Strozzapreti Is The Unique Pasta Shape That May Have A Dark History

For much of Italian history, pasta and politics have gone hand and hand. The Manfredi Lunghi pasta shape is named after a 13th-century Sicilian king. When one Italian Futurist, Filippo Tommaso Marinetti, satirically suggested that pasta was an outdated dish in the early 1900s, it inspired such an impassioned uprising as to evoke a small Civil War. Today, we're deep-diving into another perhaps lesser-known pasta shape inspired by historical and social influences. Introducing strozzapreti (aka lunghetti), which resembles a more twisted cavatelli, and is made from a simple combination of flour and water — no eggs.

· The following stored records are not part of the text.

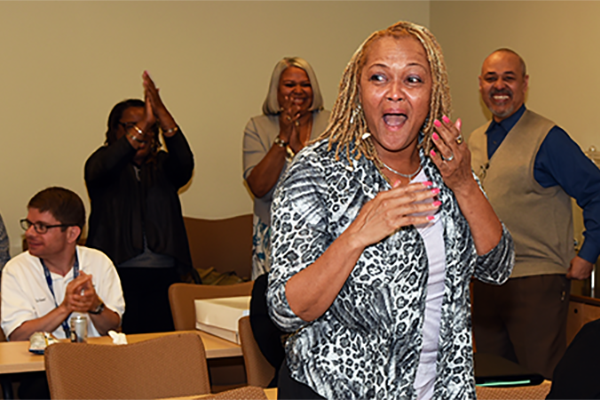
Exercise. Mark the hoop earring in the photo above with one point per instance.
(355, 113)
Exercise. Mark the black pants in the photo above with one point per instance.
(290, 389)
(146, 292)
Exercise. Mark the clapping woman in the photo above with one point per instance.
(136, 214)
(377, 229)
(292, 115)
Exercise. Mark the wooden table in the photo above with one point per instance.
(271, 395)
(15, 356)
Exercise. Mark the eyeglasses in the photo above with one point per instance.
(40, 227)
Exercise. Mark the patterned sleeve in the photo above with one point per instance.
(299, 233)
(496, 266)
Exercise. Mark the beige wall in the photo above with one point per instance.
(64, 64)
(559, 42)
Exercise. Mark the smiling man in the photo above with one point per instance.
(55, 279)
(530, 169)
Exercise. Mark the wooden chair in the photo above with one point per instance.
(169, 366)
(259, 372)
(245, 393)
(538, 392)
(225, 244)
(225, 373)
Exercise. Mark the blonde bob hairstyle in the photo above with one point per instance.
(271, 105)
(347, 124)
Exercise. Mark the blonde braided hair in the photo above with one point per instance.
(347, 123)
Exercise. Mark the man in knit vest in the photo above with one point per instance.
(530, 169)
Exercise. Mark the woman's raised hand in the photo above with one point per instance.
(289, 121)
(452, 155)
(156, 107)
(393, 209)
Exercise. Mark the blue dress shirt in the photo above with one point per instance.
(560, 161)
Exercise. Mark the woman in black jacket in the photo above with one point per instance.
(135, 214)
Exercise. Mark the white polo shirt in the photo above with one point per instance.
(26, 295)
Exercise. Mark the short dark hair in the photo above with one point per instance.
(511, 51)
(114, 118)
(64, 205)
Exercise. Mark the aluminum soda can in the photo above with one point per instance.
(79, 329)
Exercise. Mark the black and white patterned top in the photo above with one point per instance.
(367, 344)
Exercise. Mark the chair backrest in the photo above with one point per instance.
(259, 372)
(182, 296)
(225, 244)
(169, 366)
(245, 393)
(514, 393)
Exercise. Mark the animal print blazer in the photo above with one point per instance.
(367, 344)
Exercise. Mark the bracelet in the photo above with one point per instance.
(172, 130)
(133, 137)
(280, 142)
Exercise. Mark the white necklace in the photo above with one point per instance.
(409, 176)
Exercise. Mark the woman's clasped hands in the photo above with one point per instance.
(390, 210)
(291, 118)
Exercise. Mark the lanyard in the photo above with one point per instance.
(64, 324)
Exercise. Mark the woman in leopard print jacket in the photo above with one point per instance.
(378, 228)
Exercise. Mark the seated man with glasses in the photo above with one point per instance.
(43, 287)
(55, 279)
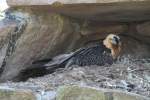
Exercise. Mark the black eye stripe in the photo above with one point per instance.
(116, 39)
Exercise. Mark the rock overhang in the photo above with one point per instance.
(97, 10)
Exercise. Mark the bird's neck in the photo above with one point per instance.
(115, 52)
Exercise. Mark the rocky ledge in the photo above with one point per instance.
(38, 29)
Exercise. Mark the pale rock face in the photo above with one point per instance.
(46, 34)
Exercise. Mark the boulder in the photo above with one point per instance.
(86, 93)
(143, 29)
(9, 94)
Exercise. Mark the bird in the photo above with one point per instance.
(105, 52)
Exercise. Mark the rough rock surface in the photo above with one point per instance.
(99, 10)
(83, 93)
(11, 94)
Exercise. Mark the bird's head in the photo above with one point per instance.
(113, 43)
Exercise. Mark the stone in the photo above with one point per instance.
(86, 93)
(8, 94)
(98, 10)
(35, 36)
(143, 29)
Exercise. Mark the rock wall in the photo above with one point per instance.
(32, 32)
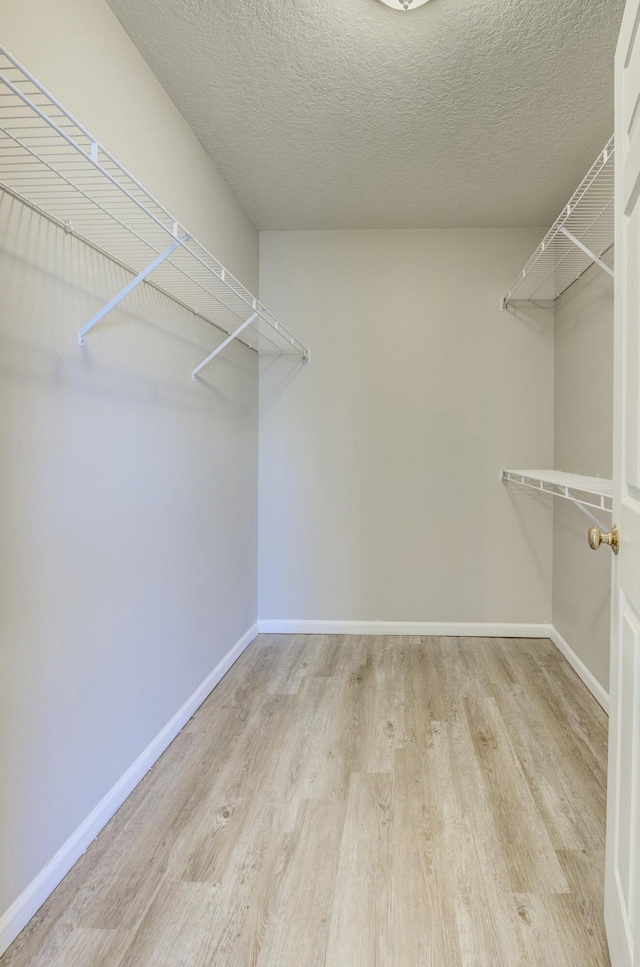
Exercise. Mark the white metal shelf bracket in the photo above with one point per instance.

Before the Kingdom of Italy was established in 1861, Emilia-Romagna belonged to the Church-State. Priests regularly showed up door-to-door to collect taxes, typically around lunchtime, and always demanded to be fed by whatever household they happened to be visiting. Under the oppressive Papal State, if the northern Italian people couldn't afford to feed them, priests would sometimes confiscate their eggs as an alternative payment, leaving the people to figure out how to make pasta with just flour and water — and they weren't happy about it.

Now that they had their eggs swiped, they were naming their new flour-and-water pasta "strozzapreti," Italian for "priest strangler." Per the lore, the hope was that whenever priests visited households in Emilia-Romagna, they would be served the pasta and choke on it. The twisted, elongated shape of the strozzapreti might have been designed to resemble the ropes that 19th-century Italians used to hang criminals. 

How to make strozzapreti at home

This isn't the only theory as to how strozzapreti's dark name originated. Another story says that a traveling priest once stopped at an Italian convent and demanded to be fed. He was so hungry that when the sisters fed him the pasta, he ate it so quickly that he choked, and was swiftly revived by a sisterly smack to the back of the head. The original recipe might have also been inspired by necessity in the winter months when chickens lay substantially fewer eggs. 

Today, strozzapreti is an empowering reminder of the Romagna region's anarcho-socialist history — and it's also a great way for novice foodies to try making their own pasta. Strozzapreti is a simple combination of semolina flour, all-purpose flour, salt, and warm water — no pasta-maker necessary. To make a batch, the dough is assembled, sliced into thin strips (a pizza cutter works well for this step), rolled by hand, twisted, and boiled. The result is a chewy, spongey bite (as long as you remember to sift the flour first). Individual pasta strands can be varying lengths, but consistently remain roughly 3 millimeters thick.

Since strozzapreti is traditionally a working-class dish, it was typically dressed in olive oil and Parmesan. Now, modern home cooks can get creative and serve their strozzapreti with whatever ingredients they prefer. Roasted tomatoes, mushrooms and ricotta, clams and tomato sauce, sausage and broccolini, zucchini and squash blossoms, or wild boar ragù would all make delicious pairings.